The clue to what is going wrong will come from the Vc, Vb state at which the oscillator transistors settled at, and if diode tests say the transistors are OK.

[dodgy geezer]

'Sort' of schematic for the MV done. I thought I would copy Terry Tippett's style a bit, and 'draw' the components - but I only managed the ttransistors...  I think that the PCB is very elegant.  And I notice that I can't spell 'linear'. The transistors pass the diode test...Caps 2 and 3 are actually 0.01, i think - I'll update later

[HMS Invisible]

'Sort' of schematic for the MV done. I thought I would copy Terry Tippett's style a bit, and 'draw' the components - but I only managed the ttransistors...  I think that the PCB is very elegant.  And I notice that I can't spell 'linear'. The transistors pass the diode test...Caps 2 and 3 are actually 0.01, i think - I'll update later

Notes
-The effect of C4 to C7 (1nF) caps is to soften the switching for rf suppression.
- The extra diodes are series connected to block the -Vbe kick, not anti-parallel to conduct and clamp at -Vf.
That's the alternative way to do the same job.
Remarks
I earlier suggested reading off voltages thinking it always stopped at the same condition where proper circuit function is flipping between two.
The value of C4-C7 is too uncomfortably high, to near to the timing caps for my liking.
If it was me I'd snip these out if the 10nF polyester caps and resistors fit the timing formula.
If it suddenly worked, 100pF is more than enough & there are other ways to soften switching.
So check timing component values.
Still check if it stops in one state to pinpoint a solder error or damaged component.
Snip out the extra suppression caps.

[dodgy geezer]

Some success....   I found a poor ground connection (mine) and up came some pulses. Only two. I tried to upload a scope pic, but for some reason the site wouldn't take it...

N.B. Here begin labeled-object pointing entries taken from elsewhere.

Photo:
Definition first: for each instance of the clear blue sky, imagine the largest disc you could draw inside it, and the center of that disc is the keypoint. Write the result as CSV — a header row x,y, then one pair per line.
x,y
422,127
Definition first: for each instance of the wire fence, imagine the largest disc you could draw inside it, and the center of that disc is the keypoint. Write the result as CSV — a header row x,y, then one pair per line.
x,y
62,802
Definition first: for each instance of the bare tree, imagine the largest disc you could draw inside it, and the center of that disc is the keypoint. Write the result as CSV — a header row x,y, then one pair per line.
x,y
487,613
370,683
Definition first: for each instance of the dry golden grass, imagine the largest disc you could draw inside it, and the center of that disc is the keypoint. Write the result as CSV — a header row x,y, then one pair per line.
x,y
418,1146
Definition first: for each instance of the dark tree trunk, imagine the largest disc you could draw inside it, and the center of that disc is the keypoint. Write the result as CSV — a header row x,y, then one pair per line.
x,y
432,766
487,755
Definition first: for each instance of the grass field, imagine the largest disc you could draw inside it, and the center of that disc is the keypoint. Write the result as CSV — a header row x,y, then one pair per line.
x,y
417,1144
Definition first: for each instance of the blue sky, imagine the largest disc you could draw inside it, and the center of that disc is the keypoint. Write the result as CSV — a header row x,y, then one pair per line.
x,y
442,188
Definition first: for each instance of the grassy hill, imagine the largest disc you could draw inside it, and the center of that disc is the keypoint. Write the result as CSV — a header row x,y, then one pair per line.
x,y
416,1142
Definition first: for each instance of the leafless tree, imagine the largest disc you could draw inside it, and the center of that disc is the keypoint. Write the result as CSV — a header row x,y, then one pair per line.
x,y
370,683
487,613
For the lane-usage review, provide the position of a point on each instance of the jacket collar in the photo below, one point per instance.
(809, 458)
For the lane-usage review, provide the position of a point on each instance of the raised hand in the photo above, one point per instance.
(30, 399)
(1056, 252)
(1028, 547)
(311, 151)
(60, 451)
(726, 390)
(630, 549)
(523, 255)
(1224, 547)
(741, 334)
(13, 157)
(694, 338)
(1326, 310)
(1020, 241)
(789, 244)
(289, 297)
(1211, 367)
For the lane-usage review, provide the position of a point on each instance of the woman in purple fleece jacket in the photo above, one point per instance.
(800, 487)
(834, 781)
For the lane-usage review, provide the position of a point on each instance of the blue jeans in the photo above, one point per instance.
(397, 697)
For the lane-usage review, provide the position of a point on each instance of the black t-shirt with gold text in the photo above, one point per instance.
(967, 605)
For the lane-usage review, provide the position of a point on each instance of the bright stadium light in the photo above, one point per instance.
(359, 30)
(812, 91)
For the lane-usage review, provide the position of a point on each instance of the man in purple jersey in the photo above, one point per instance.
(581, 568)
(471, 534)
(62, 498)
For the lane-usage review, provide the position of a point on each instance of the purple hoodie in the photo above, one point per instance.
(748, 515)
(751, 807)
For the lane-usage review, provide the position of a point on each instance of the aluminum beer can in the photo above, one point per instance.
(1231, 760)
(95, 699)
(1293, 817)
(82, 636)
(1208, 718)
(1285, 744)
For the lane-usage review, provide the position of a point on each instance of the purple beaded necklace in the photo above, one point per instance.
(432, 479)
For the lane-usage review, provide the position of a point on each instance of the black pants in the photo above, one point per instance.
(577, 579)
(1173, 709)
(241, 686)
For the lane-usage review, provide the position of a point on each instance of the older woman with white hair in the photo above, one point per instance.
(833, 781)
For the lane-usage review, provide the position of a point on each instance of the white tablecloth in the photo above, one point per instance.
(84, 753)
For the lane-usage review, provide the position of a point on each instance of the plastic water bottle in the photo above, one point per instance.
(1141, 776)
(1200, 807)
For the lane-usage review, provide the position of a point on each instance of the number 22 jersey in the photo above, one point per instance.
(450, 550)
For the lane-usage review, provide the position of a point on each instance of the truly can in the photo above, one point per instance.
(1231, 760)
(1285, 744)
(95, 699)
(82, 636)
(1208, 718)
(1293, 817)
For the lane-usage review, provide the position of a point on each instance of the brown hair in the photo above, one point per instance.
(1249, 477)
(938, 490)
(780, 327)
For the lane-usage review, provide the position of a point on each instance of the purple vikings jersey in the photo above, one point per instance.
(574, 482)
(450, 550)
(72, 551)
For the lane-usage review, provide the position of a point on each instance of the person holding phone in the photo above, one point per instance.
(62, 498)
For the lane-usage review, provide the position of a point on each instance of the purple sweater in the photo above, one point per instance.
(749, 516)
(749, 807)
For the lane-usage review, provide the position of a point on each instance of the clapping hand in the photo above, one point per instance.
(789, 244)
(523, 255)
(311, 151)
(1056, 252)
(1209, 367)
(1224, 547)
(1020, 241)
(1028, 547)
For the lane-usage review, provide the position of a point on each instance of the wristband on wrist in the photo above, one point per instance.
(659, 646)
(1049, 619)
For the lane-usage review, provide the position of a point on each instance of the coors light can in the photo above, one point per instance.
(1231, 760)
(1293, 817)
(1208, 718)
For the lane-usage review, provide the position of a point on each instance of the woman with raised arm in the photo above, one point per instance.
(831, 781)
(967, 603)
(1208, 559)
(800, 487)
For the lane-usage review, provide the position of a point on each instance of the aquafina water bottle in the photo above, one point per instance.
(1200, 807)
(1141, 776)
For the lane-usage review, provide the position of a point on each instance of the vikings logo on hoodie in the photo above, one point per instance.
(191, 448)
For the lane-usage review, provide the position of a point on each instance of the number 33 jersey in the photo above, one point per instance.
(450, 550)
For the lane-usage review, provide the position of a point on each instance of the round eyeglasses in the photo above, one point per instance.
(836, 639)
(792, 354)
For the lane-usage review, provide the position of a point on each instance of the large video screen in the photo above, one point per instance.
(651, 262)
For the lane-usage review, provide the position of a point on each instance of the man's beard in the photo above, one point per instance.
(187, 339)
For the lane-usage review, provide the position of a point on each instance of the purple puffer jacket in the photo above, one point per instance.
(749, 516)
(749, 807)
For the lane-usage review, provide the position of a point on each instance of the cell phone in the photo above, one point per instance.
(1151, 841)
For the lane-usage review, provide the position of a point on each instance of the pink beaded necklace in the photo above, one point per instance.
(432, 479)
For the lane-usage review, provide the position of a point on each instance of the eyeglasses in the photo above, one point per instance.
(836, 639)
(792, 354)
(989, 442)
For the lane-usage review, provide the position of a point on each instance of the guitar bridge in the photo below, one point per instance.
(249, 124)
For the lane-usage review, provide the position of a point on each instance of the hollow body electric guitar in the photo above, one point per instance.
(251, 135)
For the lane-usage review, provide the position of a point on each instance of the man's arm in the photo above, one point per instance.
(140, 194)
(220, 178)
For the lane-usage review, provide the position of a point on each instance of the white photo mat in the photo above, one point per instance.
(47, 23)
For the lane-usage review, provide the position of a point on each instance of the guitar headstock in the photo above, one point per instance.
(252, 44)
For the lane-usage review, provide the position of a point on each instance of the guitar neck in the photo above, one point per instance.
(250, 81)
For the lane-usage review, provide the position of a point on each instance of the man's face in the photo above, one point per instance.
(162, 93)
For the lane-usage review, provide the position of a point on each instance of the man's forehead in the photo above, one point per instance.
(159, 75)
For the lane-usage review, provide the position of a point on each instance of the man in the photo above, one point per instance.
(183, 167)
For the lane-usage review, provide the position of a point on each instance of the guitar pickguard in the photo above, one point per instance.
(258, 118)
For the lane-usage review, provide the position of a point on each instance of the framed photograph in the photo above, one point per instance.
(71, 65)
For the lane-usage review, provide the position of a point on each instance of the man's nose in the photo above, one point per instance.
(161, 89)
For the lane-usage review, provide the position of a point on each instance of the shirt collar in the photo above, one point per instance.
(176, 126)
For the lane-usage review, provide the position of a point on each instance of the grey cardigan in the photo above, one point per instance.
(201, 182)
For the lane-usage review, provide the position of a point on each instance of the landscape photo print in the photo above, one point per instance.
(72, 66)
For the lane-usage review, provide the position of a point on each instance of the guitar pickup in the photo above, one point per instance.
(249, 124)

Looked at the transistor where the pulses stopped and found a poor solder connection (theirs). Mended it and got three pulses.  Can't see anything obviously wrong with the next transistor stage, but there must be something somewhere... 


I'm unimpressed with the trimmer pots I put on to do the testing - the sliders seem unreliable. I will get a set of (slightly) better ones. That could be the problem.


I should have a lot of 101 caps somewhere, but it will be a fiddle to replace them, so I'd like to see if I can get that last pulse first...  moving forward(with lots of help!!)

[HMS Invisible]

If the astable is working there is no need to change it.
* It's repetition period (frame time) needs to be the maximum width of six channels plus another ~ 2.5msec for a receiver to sync.

Each one-shot triggers the next so you know where to look if your not exceeding the time limit.

[dodgy geezer]

Well, I now have 4 nice negative-going pulses (after hitting the trim pots a lot), and I can vary the three gaps between them smoothly using the first three trim pots. But I do not have a fifth pulse, and the fourth pot does nothing. A pulse arrives at it from the third transistor, but the fourth 4124 does nothing. It passes the diode test, and all the soldering seems fine - I redid it anyway.


I note that the collector of each 4124 passes a pulse to the next. But the fourth 4124 collector is just hanging in the air. All the others are connected to the +ve rail via the 5k pot. Shouldn't the last 4124 also be connected this way? I note that there is a 'spare' 4.7k resistor on the darlington pair schematic which would perform this task for the last 4124 if there were 7 channels. Perhaps connecting the last 4124 collector to this resistor would wake up the fourth channel?